On Mon, Nov 5, 2012 at 7:48 AM, Dustin Sallings <[email protected]> wrote:
> Benoit Chesneau <[email protected]>
> writes:
>
>>> 1. My home couchdb server (by hostname, only available from inside my
>>> house)
>>> 2. My work couchdb server (by hostname, available inside and outside,
>>> but the IP addresses are different in each location).
>>> 3. Iriscouch (by hostname, available everywhere on the same address)
>>>
>>> In all three cases, it can stop replication, but will resume again if
>>> I restart.
>>>
>> Most of these cases already work if you are using the new _replicator api.
>
> If you're referring to the replicator DB, then yes, that's the way
> I set up all my replications, and why it starts back up when I restart.
>
>>> Under what circumstances do you consider "stop replicating after
>>> sleep, but start again if the user restarts CouchDB" good behavior?
>>
>> - local replications should always restart.
>> - replication with remote should restart only if the remote didn't
>> change and my network didn't change.
>>
>> In other cases I need to rely on a mecanism to validate that I can
>> continue the replication. In that case I agree it can be automated and
>> we have different solution to do it. But that should never be a
>> default mecanism imo.
>
> Let's assume what you're saying is OK and that the real bug here is
> that it *does* restart when I kill and restart CouchDB...

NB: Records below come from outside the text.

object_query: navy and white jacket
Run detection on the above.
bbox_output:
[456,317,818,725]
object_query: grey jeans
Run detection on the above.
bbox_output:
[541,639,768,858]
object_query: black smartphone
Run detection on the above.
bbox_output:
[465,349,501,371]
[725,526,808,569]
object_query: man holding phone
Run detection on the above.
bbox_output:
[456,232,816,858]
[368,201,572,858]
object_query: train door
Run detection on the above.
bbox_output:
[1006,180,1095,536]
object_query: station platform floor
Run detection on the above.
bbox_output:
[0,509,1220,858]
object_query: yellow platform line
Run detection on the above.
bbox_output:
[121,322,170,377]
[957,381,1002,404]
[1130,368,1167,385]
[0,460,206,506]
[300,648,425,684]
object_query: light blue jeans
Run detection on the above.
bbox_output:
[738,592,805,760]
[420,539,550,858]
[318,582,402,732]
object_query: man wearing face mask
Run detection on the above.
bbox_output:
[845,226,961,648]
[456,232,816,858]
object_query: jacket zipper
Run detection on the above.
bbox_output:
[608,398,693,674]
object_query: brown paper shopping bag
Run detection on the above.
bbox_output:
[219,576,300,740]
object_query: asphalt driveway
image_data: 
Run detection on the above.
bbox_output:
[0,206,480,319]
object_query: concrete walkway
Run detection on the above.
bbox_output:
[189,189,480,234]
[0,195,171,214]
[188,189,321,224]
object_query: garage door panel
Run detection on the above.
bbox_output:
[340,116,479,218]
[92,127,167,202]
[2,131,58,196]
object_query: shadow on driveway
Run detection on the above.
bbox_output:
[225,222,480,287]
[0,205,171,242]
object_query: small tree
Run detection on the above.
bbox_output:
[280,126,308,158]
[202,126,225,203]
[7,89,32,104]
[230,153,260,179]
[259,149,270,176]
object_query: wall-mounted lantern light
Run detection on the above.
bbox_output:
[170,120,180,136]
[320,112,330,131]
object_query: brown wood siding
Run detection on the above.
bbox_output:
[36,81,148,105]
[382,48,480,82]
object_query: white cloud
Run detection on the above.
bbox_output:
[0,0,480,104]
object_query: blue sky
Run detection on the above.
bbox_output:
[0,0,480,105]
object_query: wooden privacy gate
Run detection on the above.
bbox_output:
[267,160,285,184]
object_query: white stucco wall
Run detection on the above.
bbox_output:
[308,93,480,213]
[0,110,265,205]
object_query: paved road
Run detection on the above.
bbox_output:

Any log in couch? Does it simply stop the replication?
>
> The one that I notice the most is an application that collects data in
> my house that replicates to my laptop. The *only* time this can
> possibly work is when my laptop is on my home LAN. That means, for it
> to start properly, it has to be connected to my home LAN before I ever
> see anything.
>
> Then I go somewhere else. Let's assume the somewhere else has a
> host named "menudo" (which is the unfortunate hostname of the machine in
> my house running CouchDB). Because I'm on a different network, the
> replicator decides it's probably not the menudo I'm looking for, so it
> ceases replication.
>
> When I go back home, shouldn't it start back up?
At this point the replication should be stopped because it retried
too many time on your other network. I am not sure anyway that it is
desirable to restart it from the old replication doc at least without
checking that the remote is the remote.
>
> Doesn't this whole thing get a lot more simple and inline with what
> any reasonable user might expect if you just say, "configured
> replications run as configured"?
I agree, that it is interresting to have such features and i know at
least 2 projects proposing layers to handle that. Imo that is
requiring a small change in the the replicator client to check the
remote and eventually associate a remote id to an replication id and
change have a mapping [remote id, {Host, Port}] that is change after a
conversation with the remote node. That is this part that should be
switchable so for people that want it they could eventually check
against a node id . The logic depends on the application policy imo.